Allowing the rotor head alone to tilt in this way requires a constant velocity joint which must be capable of carrying full rotor torque and the full weight of the machine in order to prevent vibration. According to the present invention this is not necessary because the rotor reduction gearbox and the rotorhead are combined in a single assembly. The rotorhead and gearbox will tilt as one unit with respect to the hull on hinges which are not subject to rotational loads. The hinge mechanism may incorporate means to resist the torque reaction of the gearbox or separate means may be provided.

As the rotor loads are carried to the hull by a stationary hinge mechanism, the drive shaft to the gearbox carries no axial load at all. As this shaft turns much faster than the rotor shaft, the torque is reduced and a small, light constant velocity joint will be adequate. This joint may also require some plunging capability.

Making the gearbox and rotorhead as one assembly has a number of advantages:

More space is available inside the hull. The cooling of the gearbox and the ease of inspection of the oil level are improved compared to a gearbox buried inside the hull. The overall weight is reduced as the heavily stressed mainshaft and rotating hinges are eliminated. Replacement for maintenance is easier.

The use of dampers is not required, allowing further weight saving. In the teetering head, this advantage is offset by the loss of control in negative-g conditions. The present invention does not lose 1 control in negative-g.

The close coupling of the gearbox and the rotorhead means that the gearbox acts as a mass damper to vibrations originating in the rotor. Even with perfect geometry, translational flight causes periodic blade forces and the present invention reduces the vibrations due to them.

One embodiment of the present invention is shown in the accompanying figures in which:

Fig.1 shows the general arrangement.

Fig.2 shows one possible stiffness characteristic of a tilt linkage bearing.

A suitable number of rotor blades 1 are mounted on the rotorhead 2 which is integral with the gearbox 3. The gearbox is supported by a linkage such as that of links 4, 5 which allows the rotor assembly to tilt about its centre of mass in any combination of pitch and roll. A constant velocity joint 6 transmits shaft power from the engine.

The control of blade pitch may be performed by known means such as a spider which is raised and tilted with respect to the hull by the collective and cyclic controls. As the spider is hull-referenced, any disturbance of disc attitude will be self correcting because hub tilt will cause cyclic inputs tending to cancel the tilt.

The rate of response to the cyclic controls will now be controlled by the stiffness of the bearings 7 in the tilting links. The bearings may advantageously be elastomeric therby simultaneously absorbing vibration.

Fig.2 shows that the characteristics of the elastomeric bearing may usefully depart from the normal Hooke's Law characteristic. Instead the stiffness may be low for small displacements so that the response to small corrections in the hover is slow. However as the displacement increases, the stiffness may also increase so that larger control inputs result in a faster response. This characteristic will also provide stability in the event of negative-g.

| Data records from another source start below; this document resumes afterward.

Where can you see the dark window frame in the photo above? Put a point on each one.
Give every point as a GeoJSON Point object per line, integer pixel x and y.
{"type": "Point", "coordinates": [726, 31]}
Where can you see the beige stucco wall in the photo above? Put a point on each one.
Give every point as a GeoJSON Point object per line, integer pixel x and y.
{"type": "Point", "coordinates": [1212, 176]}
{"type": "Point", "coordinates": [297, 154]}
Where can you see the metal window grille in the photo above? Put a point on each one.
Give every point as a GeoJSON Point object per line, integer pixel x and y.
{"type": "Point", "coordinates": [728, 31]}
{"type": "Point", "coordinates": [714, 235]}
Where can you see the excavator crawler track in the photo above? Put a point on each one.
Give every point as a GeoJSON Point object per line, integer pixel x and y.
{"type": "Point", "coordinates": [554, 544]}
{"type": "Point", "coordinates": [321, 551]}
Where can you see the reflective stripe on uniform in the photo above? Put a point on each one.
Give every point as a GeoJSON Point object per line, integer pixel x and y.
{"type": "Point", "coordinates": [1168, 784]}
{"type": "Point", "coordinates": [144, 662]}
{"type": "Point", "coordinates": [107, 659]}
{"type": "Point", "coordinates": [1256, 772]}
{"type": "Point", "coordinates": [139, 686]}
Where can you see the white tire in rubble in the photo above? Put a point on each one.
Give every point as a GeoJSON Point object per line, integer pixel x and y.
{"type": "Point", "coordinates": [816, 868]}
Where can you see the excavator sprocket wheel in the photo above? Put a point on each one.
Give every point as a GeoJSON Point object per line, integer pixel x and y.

Alternatively the contol of blade pitch may be by servomotors mounted on the rotorhead or blades, with control information carried by non-mechanical means across the flexing supports. Such means could include but are not limited to electrical, optical or hydraulic signalling or the transmission of numerical parameters.

Claims (5)

Claims:

1. A rotorhead having an integral gearbox and supported by non-rotating means allowing the rotor plane to tilt with respect to the hull substantially about the centre of gravity of the rotor.

2. A rotorhead as in Claim 1 in which the response rate of the rotor is a function of the resistance to deflection of said supporting means.

3. A rotorhead as in Claim 1 in which the resistance to deflection of said supporting means is a non-linear function of the displacement from the neutral position.

4. A rotorhead as in Claim 1 in which the transfer function of the resistance to deflection of said supporting means may be varied by control means.

5. A rotorhead as in Claim 1 in which blade pitch control information is carried across the tilting mechanism by non-mechanical means.